## View abstract

### Session S26 - Finite fields and applications

Thursday, July 15, 12:30 ~ 12:50 UTC-3

## Rational functions with Small Value Set

### Luciane Quoos

Let $q$ be a power of a prime $p$, and let $\mathbb{F}_q$ be the finite field with $q$ elements.
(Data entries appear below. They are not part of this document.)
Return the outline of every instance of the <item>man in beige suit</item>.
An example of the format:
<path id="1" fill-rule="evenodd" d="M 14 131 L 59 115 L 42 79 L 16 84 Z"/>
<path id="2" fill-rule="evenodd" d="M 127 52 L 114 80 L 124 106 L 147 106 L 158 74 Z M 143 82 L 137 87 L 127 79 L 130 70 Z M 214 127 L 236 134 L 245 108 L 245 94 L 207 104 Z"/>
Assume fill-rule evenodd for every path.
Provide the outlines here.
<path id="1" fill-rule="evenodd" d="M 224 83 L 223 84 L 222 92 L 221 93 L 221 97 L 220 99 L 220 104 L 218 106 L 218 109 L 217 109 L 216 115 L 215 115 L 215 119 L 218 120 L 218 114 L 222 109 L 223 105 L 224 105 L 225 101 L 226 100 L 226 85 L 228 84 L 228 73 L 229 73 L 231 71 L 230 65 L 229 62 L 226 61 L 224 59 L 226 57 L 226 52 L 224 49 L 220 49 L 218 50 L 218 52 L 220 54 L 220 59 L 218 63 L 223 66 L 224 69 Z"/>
For any rational function $h(x) \in \mathbb{F}_q(x)$, its value set is defined as $$V_h =\{ h(\alpha) \mid \alpha \in \mathbb{P}^1(\mathbb{F}_q) \}\subset \mathbb{P}^1(\mathbb{F}_q)=\mathbb{F}_q \cup \{ \infty \} .$$ If $h(x) \in \mathbb{F}_q(x)$ is a rational function of degree $d$, then one has the trivial bound $$\left \lceil \frac{q+1}{d} \right \rceil \leqslant \# V_h \leqslant q+1.$$
In connection with Galois Theory and Algebraic Curves, under certain hypothesis, it is proved that a function $h(x) \in \mathbb{F}_q(x)$ having a "small value set" is equivalent to the field extension $\mathbb{F}_q(x)/\mathbb{F}_q(h(x))$ being Galois.